2012 Will Be An Awful Year

Yesterday as I was leaving the house to fill an important prescription I needed for a flu, I ran into a dear neighbor Eric. We started a casual conversation. You know, "making small talk." At first we talked about our travels and adventures. Then we both started to talk about the "here and now."

We both agreed that we had never seen this country in such bad shape. I mentioned the great website Shadow Statistics that sets the actual US unemployment rate at 16%; just short of the unemployment one sees in a great depression. We agreed that the government is not telling the population the truth about what is going on.

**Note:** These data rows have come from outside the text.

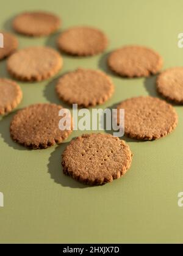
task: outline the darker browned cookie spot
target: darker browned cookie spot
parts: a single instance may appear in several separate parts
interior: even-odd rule
[[[57,44],[60,49],[68,54],[87,56],[104,51],[107,46],[107,39],[98,29],[74,27],[62,33]]]
[[[71,130],[59,130],[61,119],[59,112],[62,106],[55,104],[36,104],[20,111],[10,124],[13,141],[34,149],[46,148],[60,144]]]
[[[62,64],[61,56],[54,49],[32,46],[12,54],[7,67],[10,74],[18,80],[40,81],[53,76]]]
[[[140,140],[154,140],[170,133],[176,128],[178,115],[171,105],[157,98],[139,97],[118,106],[124,109],[124,133]],[[119,120],[118,120],[119,123]]]
[[[101,185],[129,169],[132,153],[123,141],[109,134],[84,134],[72,141],[62,155],[63,172],[76,180]]]
[[[159,75],[157,90],[164,98],[177,104],[183,104],[183,67],[168,68]]]
[[[18,48],[18,40],[11,33],[0,31],[3,35],[4,47],[0,48],[0,60],[12,54]]]
[[[110,69],[122,76],[149,76],[162,67],[162,59],[144,46],[126,46],[112,52],[108,59]]]
[[[22,97],[22,91],[16,82],[0,78],[0,115],[14,109],[21,101]]]
[[[113,90],[110,78],[104,73],[83,68],[65,75],[56,86],[57,93],[62,100],[86,108],[104,103]]]
[[[24,12],[16,16],[13,22],[13,27],[16,32],[29,36],[49,35],[60,25],[59,17],[45,12]]]

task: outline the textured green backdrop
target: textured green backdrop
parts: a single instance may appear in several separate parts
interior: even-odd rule
[[[182,65],[182,1],[31,0],[1,1],[0,28],[10,30],[12,18],[25,10],[52,11],[62,19],[62,29],[88,24],[102,29],[110,40],[106,53],[89,58],[64,56],[58,75],[78,67],[101,68],[115,85],[102,106],[138,95],[156,95],[156,78],[122,79],[107,70],[107,53],[126,44],[152,47],[162,56],[164,68]],[[55,47],[57,35],[31,38],[18,36],[20,48]],[[58,75],[56,76],[58,76]],[[0,76],[9,76],[5,61]],[[60,103],[52,79],[20,82],[24,98],[20,108],[38,102]],[[62,103],[61,103],[62,104]],[[12,141],[9,127],[13,113],[0,120],[0,208],[1,243],[183,243],[183,106],[176,107],[179,125],[170,136],[154,142],[126,139],[134,156],[124,178],[88,188],[65,177],[60,155],[66,143],[31,151]],[[81,134],[74,132],[72,137]]]

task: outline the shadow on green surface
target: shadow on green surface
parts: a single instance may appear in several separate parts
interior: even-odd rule
[[[56,85],[59,77],[60,76],[51,81],[45,86],[43,95],[50,103],[61,104],[63,107],[68,108],[69,106],[59,99],[56,92]]]
[[[7,78],[10,78],[6,68],[6,60],[5,59],[0,62],[0,77]]]
[[[151,76],[145,78],[144,82],[144,86],[149,96],[160,98],[160,95],[156,90],[156,78],[157,76]]]
[[[55,48],[56,50],[58,51],[59,49],[57,46],[57,39],[61,31],[59,31],[50,35],[46,42],[46,45],[47,46]]]
[[[113,72],[108,67],[107,59],[111,52],[104,53],[99,60],[98,68],[104,72],[112,76],[120,77],[117,74]]]
[[[118,102],[118,103],[115,103],[112,106],[109,106],[109,107],[107,107],[107,108],[109,108],[109,109],[110,109],[111,113],[112,113],[112,109],[117,109],[117,106],[120,103],[120,102]],[[125,112],[124,112],[124,116],[125,116]],[[111,117],[111,120],[112,120],[113,118],[115,119],[114,122],[116,122],[115,117],[114,117],[113,116]],[[106,119],[104,118],[104,124],[106,123]],[[106,129],[106,126],[104,126],[104,131],[105,131],[105,132],[106,133],[108,133],[108,134],[111,134],[111,135],[113,135],[113,133],[114,133],[118,132],[119,131],[119,130],[118,131],[114,131],[112,129],[112,128],[111,130],[108,130]],[[124,135],[122,137],[120,137],[120,139],[123,139],[123,141],[126,141],[127,143],[131,143],[131,142],[132,142],[132,143],[134,143],[134,142],[146,142],[146,141],[140,141],[140,140],[137,140],[137,139],[131,139],[131,138],[130,138],[129,137],[126,136],[125,135]]]
[[[48,164],[48,173],[50,174],[51,178],[54,180],[54,182],[62,186],[73,188],[88,188],[88,186],[82,184],[63,173],[61,156],[68,144],[69,142],[62,143],[57,147],[56,150],[51,154]]]
[[[13,32],[13,29],[12,28],[12,23],[13,20],[15,18],[16,15],[13,15],[9,19],[7,20],[3,24],[3,29],[6,31],[9,32]]]
[[[16,111],[0,117],[0,136],[2,137],[5,143],[9,147],[17,150],[29,150],[24,147],[15,142],[11,138],[10,134],[10,125],[13,115]]]

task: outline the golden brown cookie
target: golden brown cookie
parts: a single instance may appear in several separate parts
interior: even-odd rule
[[[7,65],[10,75],[18,80],[40,81],[53,76],[62,64],[62,57],[54,49],[32,46],[15,53]]]
[[[162,67],[162,59],[151,49],[126,46],[113,51],[108,58],[110,68],[122,76],[149,76]]]
[[[109,134],[84,134],[72,141],[62,155],[63,172],[90,185],[120,178],[129,169],[132,153],[127,145]]]
[[[174,130],[178,123],[173,106],[158,98],[132,98],[121,102],[117,108],[124,109],[124,134],[132,139],[160,139]]]
[[[13,27],[17,32],[29,36],[48,35],[59,29],[60,20],[45,12],[27,12],[16,16]]]
[[[83,68],[63,75],[56,86],[56,92],[64,101],[86,108],[104,103],[113,90],[110,78],[104,73]]]
[[[0,115],[11,112],[23,97],[20,87],[13,81],[0,78]]]
[[[0,48],[0,60],[12,54],[18,48],[18,40],[11,33],[0,31],[3,35],[4,47]]]
[[[157,78],[157,91],[166,99],[183,104],[183,67],[168,68]]]
[[[35,104],[18,111],[10,124],[13,140],[33,149],[62,143],[71,133],[59,128],[62,118],[59,112],[62,108],[56,104]]]
[[[57,40],[60,50],[72,55],[88,56],[105,50],[107,38],[100,30],[90,27],[74,27],[62,32]]]

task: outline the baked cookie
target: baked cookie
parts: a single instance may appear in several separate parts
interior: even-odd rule
[[[62,76],[56,85],[56,92],[62,100],[70,104],[84,107],[102,104],[112,95],[113,84],[104,73],[78,68]]]
[[[18,111],[10,124],[13,140],[33,149],[62,143],[71,133],[59,128],[61,119],[59,112],[62,108],[55,104],[35,104]]]
[[[54,49],[32,46],[12,54],[7,66],[10,74],[18,80],[40,81],[53,76],[62,64],[62,57]]]
[[[158,98],[132,98],[121,102],[117,108],[124,109],[124,134],[132,139],[160,139],[170,133],[178,123],[173,106]]]
[[[183,67],[168,68],[159,75],[156,81],[157,90],[166,99],[183,104]]]
[[[120,178],[129,169],[132,153],[127,145],[109,134],[84,134],[72,141],[62,155],[64,174],[90,185]]]
[[[0,115],[11,112],[23,97],[20,87],[13,81],[0,78]]]
[[[13,21],[15,31],[34,37],[49,35],[58,29],[60,25],[59,17],[45,12],[24,12],[16,16]]]
[[[88,56],[104,51],[107,46],[107,38],[98,29],[74,27],[60,34],[57,45],[60,50],[69,54]]]
[[[108,58],[110,68],[122,76],[149,76],[162,67],[162,59],[151,49],[126,46],[113,51]]]
[[[18,48],[18,40],[11,33],[0,31],[2,34],[3,48],[0,48],[0,60],[12,54]]]

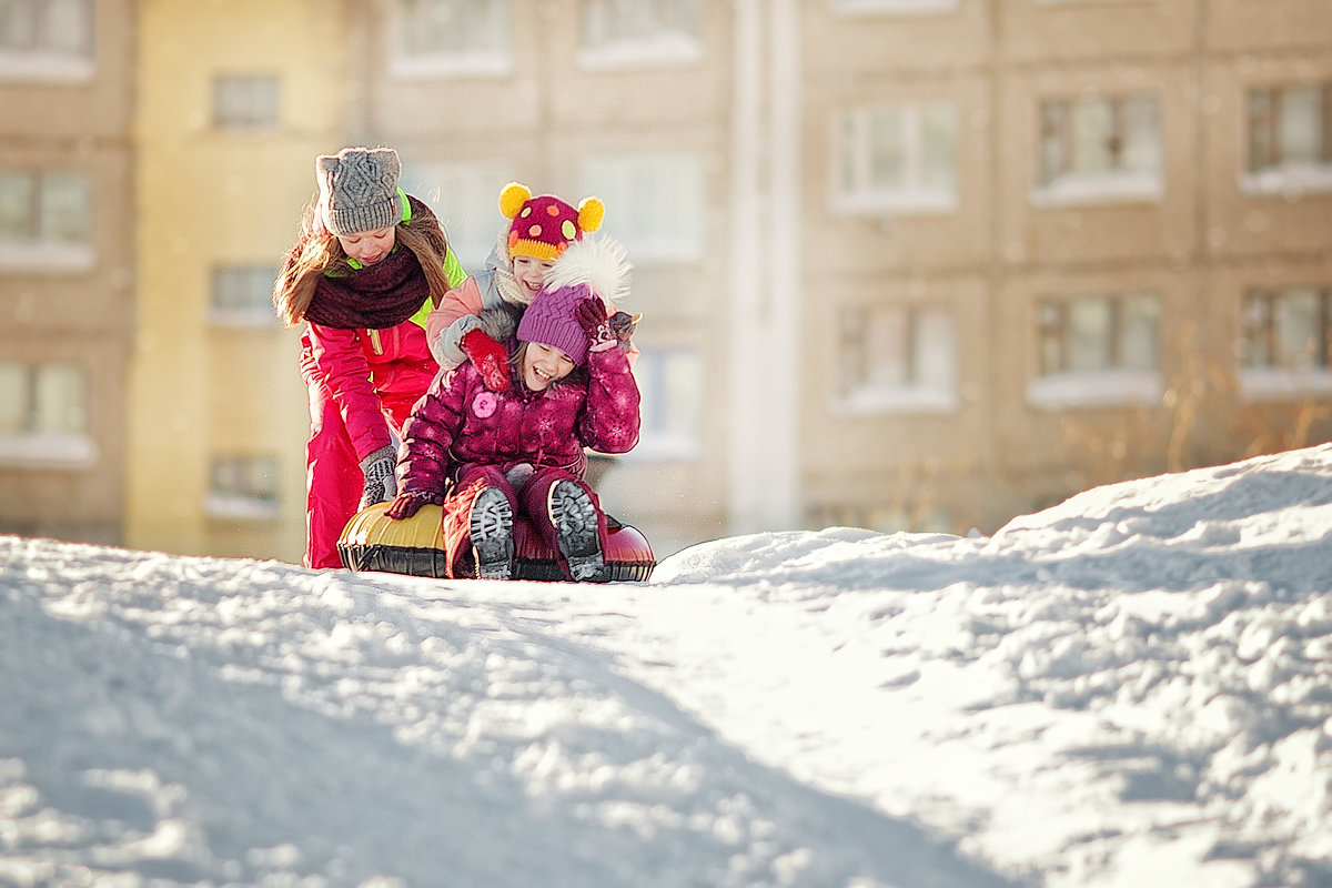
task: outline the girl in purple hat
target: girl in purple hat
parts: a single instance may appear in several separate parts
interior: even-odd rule
[[[492,390],[466,361],[413,409],[400,493],[385,514],[441,505],[449,576],[511,576],[521,515],[558,553],[567,579],[605,579],[606,515],[583,481],[583,447],[626,453],[638,443],[629,329],[606,312],[627,272],[611,241],[570,245],[509,342],[510,385]]]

If they told the truth, we all would panic, or so they think.

Eric and I both agreed that 2012 is going to be a bad year with more unemployment, foreclosures, and economic misery. Eric and I felt sorry for the young people just starting their careers and looking for work.

Eric was especially skeptical of the right-wing politicians who want to take the benefits away from the poor. I pointed out to him that I spent 5 years living in Brasil in the 1970's during the military government. At that time Brasil was a society where 97% of the productive assets were controlled by 1% of the population. You were either rich /upper middle class or poor.

I was an American man from a humble middle class family in Houston. But with my total expatriate benefit package of $50,000 a year US, I was in the upper class in Brasil. I lived in a humble middle class apartment. I didn't own a car. I had no fancy jewelry. I did not have a fancy wardrobe. When I walked out on the streets of Rio, I could have easily been mistaken for a Brasilian of German ancestry from the south of the country.

I explained to Eric that it took 5 keys to get from the from door of my apartment building (Edificio Sao Roberto) to the front door of my apartment on the 5th floor. All of these keys were to make sure that some poor robber could not get up to my apartment.

I told Eric that I would get up early each morning and go for a run along Copacabana Beach. Run along with me was an off-duty Rio de Janeiro police officer named Elmo. He would always wear shirts and a tank top. He carried his shoulder holster and .38 pistol at all times. My body guard was with me to protect me against kidnappers. When the work out was finished, I had my shower and a breakfast. Elmo would be downstairs awaiting me. He drove a late-model Chevrolet. It was run down. Elmo and I looked like two poor Brasilians. This keep us out of the sights of kidnappers and robbers.

I told Eric that Elmo would drive me to work and bring me home in the evening.

I told Eric that when we move to a society with just the rich and the poor those of us with some money and assets left will have to live in fortresses.

We both agreed that the economy is going to get very ugly next year.